Brussels: Euro zone joblessness in March and April rose to the highest level since the EU began tracking unemployment data for the currency area, highlighting the devastating impact of the bloc’s debt crisis.
Around 17.4 million people were out of work in the 17-nation euro zone in April, or 11% of the working population, the highest level since records began in 1995, the EU’s statistics office Eurostat said on Friday.
The level was the same as March, as Eurostat revised upwards its earlier reading of 10.9% for the month.
While expected by economists polled by Reuters, the data came as a key business sentiment survey showed the deep slump in manufacturing across the euro zone and appeared to suggest the bloc’s economy will shrink in the second quarter of this year.
The bloc narrowly avoided recession in the first three months of this year as the economy stagnated but did not contract. Still, the picture masks the wide divisions in the health of Europe’s economy, and the same goes for joblessness.

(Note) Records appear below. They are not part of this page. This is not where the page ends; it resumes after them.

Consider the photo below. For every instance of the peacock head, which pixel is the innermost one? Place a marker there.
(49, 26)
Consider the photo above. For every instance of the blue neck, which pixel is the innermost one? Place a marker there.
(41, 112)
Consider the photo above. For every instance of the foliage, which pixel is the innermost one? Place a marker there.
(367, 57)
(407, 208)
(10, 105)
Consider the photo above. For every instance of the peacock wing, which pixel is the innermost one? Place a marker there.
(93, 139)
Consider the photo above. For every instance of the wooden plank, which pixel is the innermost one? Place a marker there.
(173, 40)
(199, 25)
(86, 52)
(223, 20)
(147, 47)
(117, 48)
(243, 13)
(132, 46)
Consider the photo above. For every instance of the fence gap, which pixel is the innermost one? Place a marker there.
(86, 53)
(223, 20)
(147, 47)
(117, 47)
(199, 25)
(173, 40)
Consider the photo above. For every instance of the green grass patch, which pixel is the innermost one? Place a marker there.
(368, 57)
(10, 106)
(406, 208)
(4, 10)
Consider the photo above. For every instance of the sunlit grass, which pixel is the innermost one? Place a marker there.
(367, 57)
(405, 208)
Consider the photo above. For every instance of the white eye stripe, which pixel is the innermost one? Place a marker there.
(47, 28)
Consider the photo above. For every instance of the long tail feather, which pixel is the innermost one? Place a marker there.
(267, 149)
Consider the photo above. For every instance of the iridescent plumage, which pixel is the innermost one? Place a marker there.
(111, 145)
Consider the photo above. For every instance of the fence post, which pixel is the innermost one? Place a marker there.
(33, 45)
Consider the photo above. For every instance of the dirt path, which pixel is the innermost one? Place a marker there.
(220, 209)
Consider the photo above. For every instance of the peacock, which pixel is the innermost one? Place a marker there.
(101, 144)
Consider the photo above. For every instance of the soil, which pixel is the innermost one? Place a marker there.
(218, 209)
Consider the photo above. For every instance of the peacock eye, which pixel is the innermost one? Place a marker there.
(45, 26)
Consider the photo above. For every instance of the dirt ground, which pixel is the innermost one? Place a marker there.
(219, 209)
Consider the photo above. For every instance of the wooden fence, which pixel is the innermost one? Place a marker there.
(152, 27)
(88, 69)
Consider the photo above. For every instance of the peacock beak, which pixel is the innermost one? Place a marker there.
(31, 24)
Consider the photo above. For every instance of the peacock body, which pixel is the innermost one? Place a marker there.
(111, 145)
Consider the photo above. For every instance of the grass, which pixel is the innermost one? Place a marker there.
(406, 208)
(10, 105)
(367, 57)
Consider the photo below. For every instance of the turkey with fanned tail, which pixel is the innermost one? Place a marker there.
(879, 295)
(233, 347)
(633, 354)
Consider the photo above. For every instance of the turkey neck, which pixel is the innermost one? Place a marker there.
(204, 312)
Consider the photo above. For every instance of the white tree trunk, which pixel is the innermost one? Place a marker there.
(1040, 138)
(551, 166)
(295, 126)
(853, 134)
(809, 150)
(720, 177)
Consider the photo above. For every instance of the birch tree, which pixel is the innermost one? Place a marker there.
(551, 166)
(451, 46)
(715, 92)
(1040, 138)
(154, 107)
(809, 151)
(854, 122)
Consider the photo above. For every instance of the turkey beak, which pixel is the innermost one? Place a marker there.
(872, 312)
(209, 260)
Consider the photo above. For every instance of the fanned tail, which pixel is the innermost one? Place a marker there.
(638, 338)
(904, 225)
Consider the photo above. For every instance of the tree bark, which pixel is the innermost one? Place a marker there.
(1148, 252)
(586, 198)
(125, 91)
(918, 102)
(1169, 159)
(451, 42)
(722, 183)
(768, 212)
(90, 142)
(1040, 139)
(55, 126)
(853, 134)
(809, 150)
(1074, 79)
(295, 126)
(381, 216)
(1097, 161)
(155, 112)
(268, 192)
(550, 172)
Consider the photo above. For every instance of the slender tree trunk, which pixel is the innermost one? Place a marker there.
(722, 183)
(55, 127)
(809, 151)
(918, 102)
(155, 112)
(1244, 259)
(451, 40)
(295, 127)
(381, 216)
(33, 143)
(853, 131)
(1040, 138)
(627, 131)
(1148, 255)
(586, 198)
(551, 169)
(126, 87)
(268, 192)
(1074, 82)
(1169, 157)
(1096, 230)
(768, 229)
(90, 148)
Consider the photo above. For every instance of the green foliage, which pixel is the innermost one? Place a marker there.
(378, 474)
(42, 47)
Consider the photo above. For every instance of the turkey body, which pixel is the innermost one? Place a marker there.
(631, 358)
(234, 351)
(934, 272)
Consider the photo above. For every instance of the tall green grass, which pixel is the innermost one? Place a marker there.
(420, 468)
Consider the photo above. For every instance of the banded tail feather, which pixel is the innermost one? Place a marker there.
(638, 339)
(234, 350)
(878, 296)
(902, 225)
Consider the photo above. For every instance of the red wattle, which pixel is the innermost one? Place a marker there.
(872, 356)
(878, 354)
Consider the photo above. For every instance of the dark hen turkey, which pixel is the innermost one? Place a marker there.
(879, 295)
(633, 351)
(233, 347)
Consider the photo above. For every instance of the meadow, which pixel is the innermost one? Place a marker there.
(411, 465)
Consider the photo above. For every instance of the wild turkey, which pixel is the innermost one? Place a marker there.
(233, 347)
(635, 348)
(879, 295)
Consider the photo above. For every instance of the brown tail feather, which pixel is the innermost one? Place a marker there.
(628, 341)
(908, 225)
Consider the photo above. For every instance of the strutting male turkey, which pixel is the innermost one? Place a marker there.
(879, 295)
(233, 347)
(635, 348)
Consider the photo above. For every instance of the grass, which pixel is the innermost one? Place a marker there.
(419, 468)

While unemployment fell in Austria to just 3.9% in April, it rose to 24.3% in Spain, the highest in the euro zone. New data for stricken Greece was not immediately available, having reached 21.7% in February.
The number of people out of work also crept up in both France and Italy to 10.2% in April, the euro zone’s second and third largest economies respectively.
Joblessness in Germany fell to 5.4% of the working population from 5.5% in March, although economists say given the weakening business sentiment, even Europe’s largest economy cannot expect unemployment to fall much further.
“More uncertainty (from the debt crisis) would surely be poison for the economy and for the companies’ willingness to hire staff,” Commerzbank analyst Eckart Tuchtfeld wrote in a note to clients.